Disparar este reflejo Pavloviano es sencillísimo; solo hay que hacer una cosa: Decirle al asesor que si recibe documentos en papel, alguien los tiene que escanear. No queda otra. Si no queremos papel y recibimos papel, pues habrá que pasarlo a formato digital y eso se hace escaneando.
Parece obvio, ¿verdad? Pues resulta que es como mentar a la bicha. En el mismo momento en el que termino esta frase, veo una llamarada refulgir en los ojos del asesor y, como surgido del limbo de los contables con manguitos, el asesor le ve. Siente su presencia. Casi puede tocarle. Y empieza a estremecerse.
Si.
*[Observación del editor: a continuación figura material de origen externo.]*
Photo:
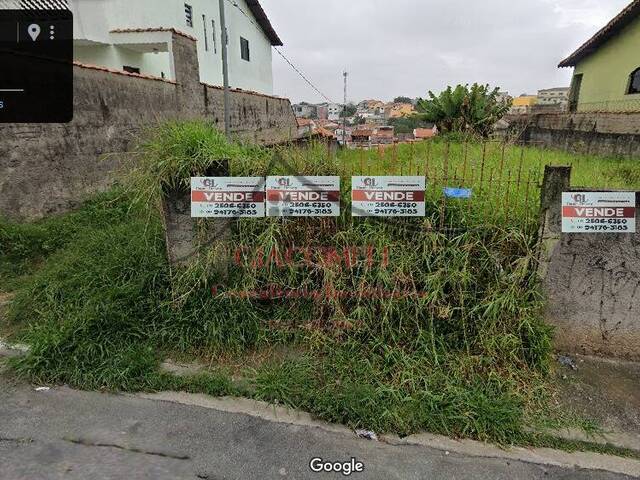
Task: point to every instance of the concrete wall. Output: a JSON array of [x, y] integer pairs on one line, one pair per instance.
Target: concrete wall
[[614, 134], [592, 282], [46, 169], [94, 20]]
Es ÉL. Es ese cliente maligno con la bolsa de El Corte Inglés repleta de facturas que todo despacho tiene, teme y venera a partes iguales.
Y de pronto, lo que hace un segundo era la solución a todos sus males (que lo es, por lo menos de una buena parte), se le empieza a hacer bola pensando en esas facturas roñosas, arrugadas, grapadas, desordenadas y le empieza a cambiar la cara y ese pecho hinchado de determinación visionaria se empieza a desinflar y se le empieza a poner la cara de pasa y, como si un ente hablara por su boca, empieza a soltar cosas como si, eso del despacho sin papeles está muy bien, pero… Es como la niña del exorcista, pero que en lugar de asustar, deprime.